# `Unicode.String.Break.Sentence`
[🔗](https://github.com/elixir-unicode/unicode_string/blob/v2.1.0/lib/unicode/string/break/sentence.ex#L1)

Single-pass DFA-style implementation of UAX #29 sentence break with
locale-specific class extensions and abbreviation suppressions.

## Background

The sentence-break algorithm differs from grapheme/word break in two
important ways:

* The **default** rule is *no break* (rule SB998 `× Any`). Sentence
  boundaries are emitted only by SB4 (`ParaSep ÷`) and by SB11
  (`SATerm Close* Sp* ParaSep? ÷`), in the absence of an earlier
  suppressing rule.

* SB8 has unbounded forward look-ahead — at an `ATerm Close* Sp*` it
  suppresses the break if a `Lower` letter is reached before any of
  `OLetter | Upper | Lower | ParaSep | SATerm`.

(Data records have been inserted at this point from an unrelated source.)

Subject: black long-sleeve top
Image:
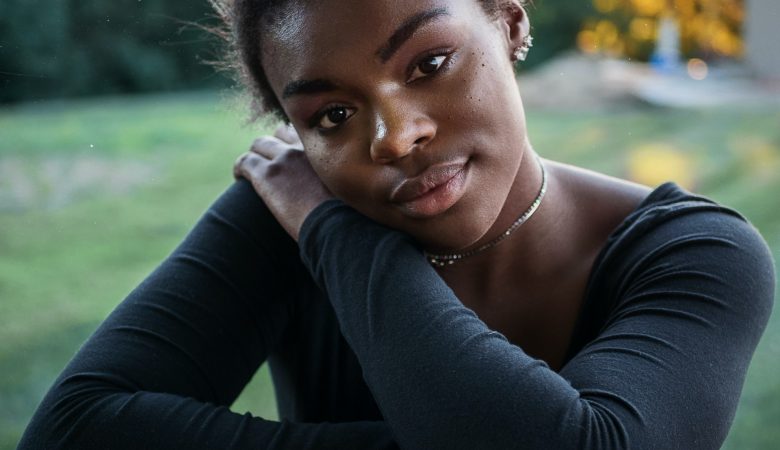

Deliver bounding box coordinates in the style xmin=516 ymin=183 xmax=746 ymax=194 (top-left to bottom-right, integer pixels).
xmin=19 ymin=180 xmax=774 ymax=449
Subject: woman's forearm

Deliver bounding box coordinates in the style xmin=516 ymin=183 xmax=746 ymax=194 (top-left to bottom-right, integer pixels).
xmin=299 ymin=199 xmax=773 ymax=450
xmin=19 ymin=181 xmax=397 ymax=450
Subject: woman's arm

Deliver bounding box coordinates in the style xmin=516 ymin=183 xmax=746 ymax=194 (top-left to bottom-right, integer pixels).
xmin=18 ymin=181 xmax=396 ymax=450
xmin=298 ymin=198 xmax=774 ymax=450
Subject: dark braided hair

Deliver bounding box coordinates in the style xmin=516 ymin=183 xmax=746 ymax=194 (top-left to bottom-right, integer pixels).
xmin=210 ymin=0 xmax=514 ymax=121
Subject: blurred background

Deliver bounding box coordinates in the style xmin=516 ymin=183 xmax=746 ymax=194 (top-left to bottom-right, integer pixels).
xmin=1 ymin=0 xmax=778 ymax=448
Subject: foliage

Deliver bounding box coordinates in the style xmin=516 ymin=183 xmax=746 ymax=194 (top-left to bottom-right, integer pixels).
xmin=524 ymin=0 xmax=596 ymax=68
xmin=0 ymin=0 xmax=226 ymax=103
xmin=1 ymin=0 xmax=594 ymax=103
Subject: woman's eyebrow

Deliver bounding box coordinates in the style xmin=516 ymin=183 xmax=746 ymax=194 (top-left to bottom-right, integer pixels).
xmin=283 ymin=78 xmax=337 ymax=99
xmin=282 ymin=7 xmax=450 ymax=100
xmin=376 ymin=7 xmax=450 ymax=63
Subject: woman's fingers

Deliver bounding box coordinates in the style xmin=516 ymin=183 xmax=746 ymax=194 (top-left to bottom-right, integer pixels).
xmin=234 ymin=150 xmax=269 ymax=180
xmin=232 ymin=134 xmax=333 ymax=241
xmin=233 ymin=152 xmax=252 ymax=179
xmin=250 ymin=136 xmax=290 ymax=159
xmin=234 ymin=135 xmax=285 ymax=180
xmin=252 ymin=124 xmax=302 ymax=160
xmin=274 ymin=123 xmax=302 ymax=146
xmin=235 ymin=130 xmax=303 ymax=180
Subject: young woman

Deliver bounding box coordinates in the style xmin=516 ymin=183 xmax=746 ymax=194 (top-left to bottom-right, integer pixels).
xmin=20 ymin=0 xmax=774 ymax=449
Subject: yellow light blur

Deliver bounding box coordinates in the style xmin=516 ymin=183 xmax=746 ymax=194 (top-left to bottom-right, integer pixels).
xmin=723 ymin=1 xmax=745 ymax=23
xmin=631 ymin=0 xmax=666 ymax=17
xmin=595 ymin=20 xmax=621 ymax=48
xmin=712 ymin=29 xmax=742 ymax=56
xmin=580 ymin=0 xmax=745 ymax=60
xmin=577 ymin=30 xmax=600 ymax=54
xmin=629 ymin=18 xmax=657 ymax=41
xmin=627 ymin=144 xmax=696 ymax=190
xmin=593 ymin=0 xmax=620 ymax=14
xmin=738 ymin=138 xmax=780 ymax=181
xmin=673 ymin=0 xmax=696 ymax=18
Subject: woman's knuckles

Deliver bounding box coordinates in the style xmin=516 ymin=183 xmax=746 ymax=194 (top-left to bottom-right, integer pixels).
xmin=251 ymin=136 xmax=286 ymax=156
xmin=274 ymin=124 xmax=301 ymax=145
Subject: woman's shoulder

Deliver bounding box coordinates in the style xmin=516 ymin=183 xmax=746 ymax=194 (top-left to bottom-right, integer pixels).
xmin=602 ymin=180 xmax=769 ymax=261
xmin=546 ymin=160 xmax=769 ymax=262
xmin=561 ymin=167 xmax=775 ymax=360
xmin=590 ymin=178 xmax=774 ymax=325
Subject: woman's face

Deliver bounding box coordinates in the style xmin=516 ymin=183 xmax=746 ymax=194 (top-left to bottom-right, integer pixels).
xmin=262 ymin=0 xmax=531 ymax=252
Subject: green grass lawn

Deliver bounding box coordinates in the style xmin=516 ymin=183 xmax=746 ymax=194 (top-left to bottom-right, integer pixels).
xmin=1 ymin=91 xmax=778 ymax=449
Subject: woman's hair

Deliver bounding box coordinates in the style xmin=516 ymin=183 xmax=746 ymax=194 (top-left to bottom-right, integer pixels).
xmin=209 ymin=0 xmax=513 ymax=121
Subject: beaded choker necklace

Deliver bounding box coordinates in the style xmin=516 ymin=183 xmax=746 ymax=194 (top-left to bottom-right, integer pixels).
xmin=425 ymin=157 xmax=547 ymax=267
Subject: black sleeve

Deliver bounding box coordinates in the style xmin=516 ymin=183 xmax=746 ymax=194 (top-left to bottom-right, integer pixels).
xmin=298 ymin=199 xmax=775 ymax=450
xmin=18 ymin=181 xmax=397 ymax=450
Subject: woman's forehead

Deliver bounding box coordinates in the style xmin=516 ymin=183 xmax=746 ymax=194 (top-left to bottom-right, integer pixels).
xmin=261 ymin=0 xmax=483 ymax=86
xmin=270 ymin=0 xmax=465 ymax=33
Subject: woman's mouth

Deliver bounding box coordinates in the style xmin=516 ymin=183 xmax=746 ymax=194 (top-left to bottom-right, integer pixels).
xmin=390 ymin=160 xmax=470 ymax=218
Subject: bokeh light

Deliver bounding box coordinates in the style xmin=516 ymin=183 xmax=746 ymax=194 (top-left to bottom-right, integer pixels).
xmin=579 ymin=0 xmax=745 ymax=61
xmin=687 ymin=57 xmax=709 ymax=79
xmin=627 ymin=144 xmax=696 ymax=190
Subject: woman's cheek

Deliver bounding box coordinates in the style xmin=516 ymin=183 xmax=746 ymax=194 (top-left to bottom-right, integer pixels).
xmin=303 ymin=147 xmax=349 ymax=197
xmin=302 ymin=145 xmax=334 ymax=186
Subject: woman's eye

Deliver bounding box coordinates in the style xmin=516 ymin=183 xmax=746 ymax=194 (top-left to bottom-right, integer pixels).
xmin=408 ymin=55 xmax=447 ymax=82
xmin=317 ymin=106 xmax=355 ymax=130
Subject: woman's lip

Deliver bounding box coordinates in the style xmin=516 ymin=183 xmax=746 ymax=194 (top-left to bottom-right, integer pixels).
xmin=390 ymin=161 xmax=468 ymax=202
xmin=390 ymin=161 xmax=469 ymax=218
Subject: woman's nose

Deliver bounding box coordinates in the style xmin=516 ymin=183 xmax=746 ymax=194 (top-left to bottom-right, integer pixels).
xmin=369 ymin=107 xmax=436 ymax=164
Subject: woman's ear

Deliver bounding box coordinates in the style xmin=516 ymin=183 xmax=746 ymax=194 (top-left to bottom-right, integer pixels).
xmin=498 ymin=1 xmax=531 ymax=59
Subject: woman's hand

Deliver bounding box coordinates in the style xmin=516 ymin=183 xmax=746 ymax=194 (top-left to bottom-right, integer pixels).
xmin=234 ymin=124 xmax=334 ymax=241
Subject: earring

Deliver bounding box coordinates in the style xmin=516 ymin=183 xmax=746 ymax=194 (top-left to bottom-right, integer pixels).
xmin=513 ymin=35 xmax=534 ymax=62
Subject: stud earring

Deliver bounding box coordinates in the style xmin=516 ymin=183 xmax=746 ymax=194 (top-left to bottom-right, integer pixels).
xmin=512 ymin=35 xmax=534 ymax=62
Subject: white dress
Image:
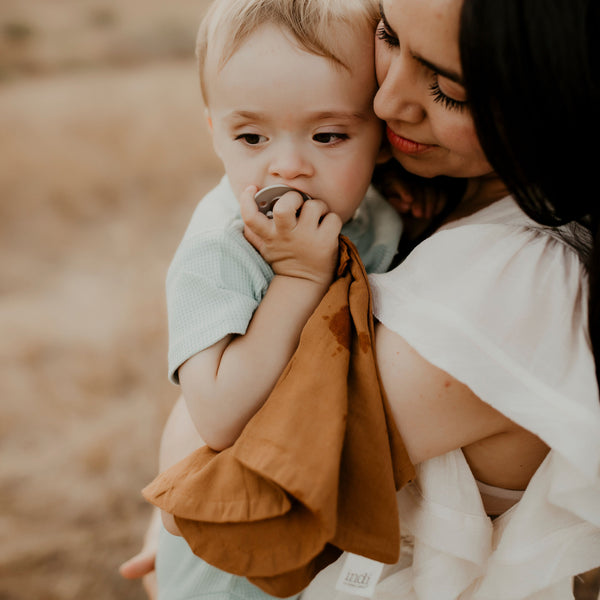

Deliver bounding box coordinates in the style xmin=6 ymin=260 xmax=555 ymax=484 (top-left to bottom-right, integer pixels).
xmin=301 ymin=197 xmax=600 ymax=600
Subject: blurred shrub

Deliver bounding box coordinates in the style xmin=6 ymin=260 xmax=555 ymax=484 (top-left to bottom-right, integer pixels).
xmin=3 ymin=21 xmax=35 ymax=43
xmin=88 ymin=7 xmax=118 ymax=29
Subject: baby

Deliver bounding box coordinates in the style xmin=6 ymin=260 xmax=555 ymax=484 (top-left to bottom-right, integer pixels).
xmin=153 ymin=0 xmax=403 ymax=598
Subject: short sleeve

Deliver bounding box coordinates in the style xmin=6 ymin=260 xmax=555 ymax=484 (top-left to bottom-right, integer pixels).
xmin=166 ymin=225 xmax=272 ymax=383
xmin=165 ymin=179 xmax=401 ymax=385
xmin=369 ymin=217 xmax=600 ymax=476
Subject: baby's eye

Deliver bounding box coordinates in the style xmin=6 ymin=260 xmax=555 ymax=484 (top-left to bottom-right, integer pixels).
xmin=313 ymin=132 xmax=348 ymax=144
xmin=235 ymin=133 xmax=267 ymax=145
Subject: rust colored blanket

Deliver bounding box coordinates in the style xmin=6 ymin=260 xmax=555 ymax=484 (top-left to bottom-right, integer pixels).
xmin=142 ymin=236 xmax=415 ymax=597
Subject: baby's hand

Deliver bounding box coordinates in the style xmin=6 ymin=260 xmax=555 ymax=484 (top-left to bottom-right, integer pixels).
xmin=240 ymin=185 xmax=342 ymax=287
xmin=372 ymin=160 xmax=448 ymax=219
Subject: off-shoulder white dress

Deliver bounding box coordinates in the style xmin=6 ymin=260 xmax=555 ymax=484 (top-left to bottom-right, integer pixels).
xmin=301 ymin=197 xmax=600 ymax=600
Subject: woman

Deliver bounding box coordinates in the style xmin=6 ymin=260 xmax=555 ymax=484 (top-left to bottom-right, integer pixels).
xmin=122 ymin=0 xmax=600 ymax=597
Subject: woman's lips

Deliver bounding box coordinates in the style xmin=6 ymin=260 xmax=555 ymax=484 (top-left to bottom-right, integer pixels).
xmin=386 ymin=126 xmax=436 ymax=155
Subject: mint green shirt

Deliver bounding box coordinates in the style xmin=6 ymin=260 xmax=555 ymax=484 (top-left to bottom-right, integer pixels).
xmin=167 ymin=176 xmax=402 ymax=383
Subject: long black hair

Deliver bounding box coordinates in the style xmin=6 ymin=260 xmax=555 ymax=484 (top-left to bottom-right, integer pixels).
xmin=460 ymin=0 xmax=600 ymax=388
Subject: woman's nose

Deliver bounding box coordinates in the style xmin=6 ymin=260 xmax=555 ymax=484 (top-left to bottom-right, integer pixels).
xmin=374 ymin=55 xmax=426 ymax=124
xmin=269 ymin=143 xmax=313 ymax=180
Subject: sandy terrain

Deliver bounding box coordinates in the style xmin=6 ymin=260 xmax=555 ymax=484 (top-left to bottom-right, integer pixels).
xmin=1 ymin=1 xmax=598 ymax=599
xmin=1 ymin=1 xmax=221 ymax=598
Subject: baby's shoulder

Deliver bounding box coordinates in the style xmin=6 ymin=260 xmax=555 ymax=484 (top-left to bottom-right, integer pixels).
xmin=182 ymin=177 xmax=240 ymax=239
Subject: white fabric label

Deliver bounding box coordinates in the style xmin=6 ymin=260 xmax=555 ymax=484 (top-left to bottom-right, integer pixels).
xmin=334 ymin=553 xmax=385 ymax=598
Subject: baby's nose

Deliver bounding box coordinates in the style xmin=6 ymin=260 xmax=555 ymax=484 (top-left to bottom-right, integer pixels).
xmin=269 ymin=144 xmax=314 ymax=179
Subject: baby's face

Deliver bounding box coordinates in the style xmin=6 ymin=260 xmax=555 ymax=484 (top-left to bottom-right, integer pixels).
xmin=205 ymin=22 xmax=383 ymax=224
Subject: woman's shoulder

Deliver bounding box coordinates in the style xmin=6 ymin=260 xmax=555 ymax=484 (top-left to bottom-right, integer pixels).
xmin=369 ymin=196 xmax=590 ymax=349
xmin=368 ymin=195 xmax=598 ymax=440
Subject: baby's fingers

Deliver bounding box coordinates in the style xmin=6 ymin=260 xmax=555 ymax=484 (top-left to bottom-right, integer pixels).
xmin=239 ymin=185 xmax=270 ymax=234
xmin=384 ymin=178 xmax=415 ymax=215
xmin=243 ymin=225 xmax=265 ymax=253
xmin=317 ymin=211 xmax=343 ymax=238
xmin=411 ymin=187 xmax=446 ymax=219
xmin=271 ymin=191 xmax=306 ymax=229
xmin=296 ymin=198 xmax=330 ymax=226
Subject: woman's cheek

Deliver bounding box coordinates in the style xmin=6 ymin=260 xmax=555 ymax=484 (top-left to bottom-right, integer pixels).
xmin=435 ymin=114 xmax=489 ymax=170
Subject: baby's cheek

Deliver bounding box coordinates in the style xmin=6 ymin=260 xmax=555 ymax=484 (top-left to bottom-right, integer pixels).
xmin=337 ymin=183 xmax=371 ymax=221
xmin=229 ymin=173 xmax=256 ymax=202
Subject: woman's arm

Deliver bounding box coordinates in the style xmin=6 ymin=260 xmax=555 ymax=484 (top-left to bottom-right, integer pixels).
xmin=375 ymin=323 xmax=549 ymax=489
xmin=119 ymin=395 xmax=202 ymax=590
xmin=234 ymin=185 xmax=549 ymax=487
xmin=118 ymin=506 xmax=160 ymax=599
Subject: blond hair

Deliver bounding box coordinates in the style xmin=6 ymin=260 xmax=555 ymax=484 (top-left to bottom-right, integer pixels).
xmin=196 ymin=0 xmax=379 ymax=103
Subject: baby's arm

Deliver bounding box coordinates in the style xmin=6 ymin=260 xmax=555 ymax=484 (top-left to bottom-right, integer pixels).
xmin=179 ymin=186 xmax=341 ymax=451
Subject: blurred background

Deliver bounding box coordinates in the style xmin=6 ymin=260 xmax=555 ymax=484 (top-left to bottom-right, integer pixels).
xmin=0 ymin=0 xmax=221 ymax=598
xmin=1 ymin=1 xmax=598 ymax=599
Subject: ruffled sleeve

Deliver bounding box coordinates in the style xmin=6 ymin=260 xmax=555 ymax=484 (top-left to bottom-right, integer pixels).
xmin=166 ymin=226 xmax=273 ymax=384
xmin=369 ymin=205 xmax=600 ymax=474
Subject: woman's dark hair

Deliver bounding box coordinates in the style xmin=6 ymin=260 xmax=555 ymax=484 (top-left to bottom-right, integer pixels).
xmin=460 ymin=0 xmax=600 ymax=388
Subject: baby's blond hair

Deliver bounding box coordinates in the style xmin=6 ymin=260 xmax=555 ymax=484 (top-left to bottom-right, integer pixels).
xmin=196 ymin=0 xmax=379 ymax=103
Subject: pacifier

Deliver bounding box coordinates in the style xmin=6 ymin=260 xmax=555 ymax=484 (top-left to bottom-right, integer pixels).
xmin=254 ymin=185 xmax=311 ymax=218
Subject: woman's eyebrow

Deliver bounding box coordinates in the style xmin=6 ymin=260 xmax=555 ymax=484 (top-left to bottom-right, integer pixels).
xmin=412 ymin=53 xmax=464 ymax=85
xmin=378 ymin=1 xmax=464 ymax=86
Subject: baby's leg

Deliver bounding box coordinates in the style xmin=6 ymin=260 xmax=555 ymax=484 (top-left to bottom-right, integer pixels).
xmin=157 ymin=527 xmax=301 ymax=600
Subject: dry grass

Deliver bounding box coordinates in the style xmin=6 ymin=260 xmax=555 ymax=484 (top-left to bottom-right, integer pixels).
xmin=0 ymin=63 xmax=220 ymax=598
xmin=0 ymin=0 xmax=205 ymax=80
xmin=0 ymin=1 xmax=224 ymax=598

## Locale-specific class extensions

Some locales extend the standard Sentence_Break property classes.
CLDR's `el.xml`, for example, extends `$STerm` to include U+003B
(ASCII semicolon) so that Greek text like "γδ; Ε" breaks at the
semicolon. The walker accepts a `locale` argument and applies these
per-locale overrides via `classify/2`.

## State

The walker carries:

* `prev_actual` — the property of the immediately-previous codepoint
  (without the SB5 transparent skip). Needed for SB3 (`CR × LF`).

* `effective_prev` — the property of the previous *non-transparent*
  codepoint (Extend/Format are skipped per SB5).

* `before_aterm` — the effective property *before* the most recent
  `ATerm`, used by SB7 (`(Upper|Lower) ATerm × Upper`).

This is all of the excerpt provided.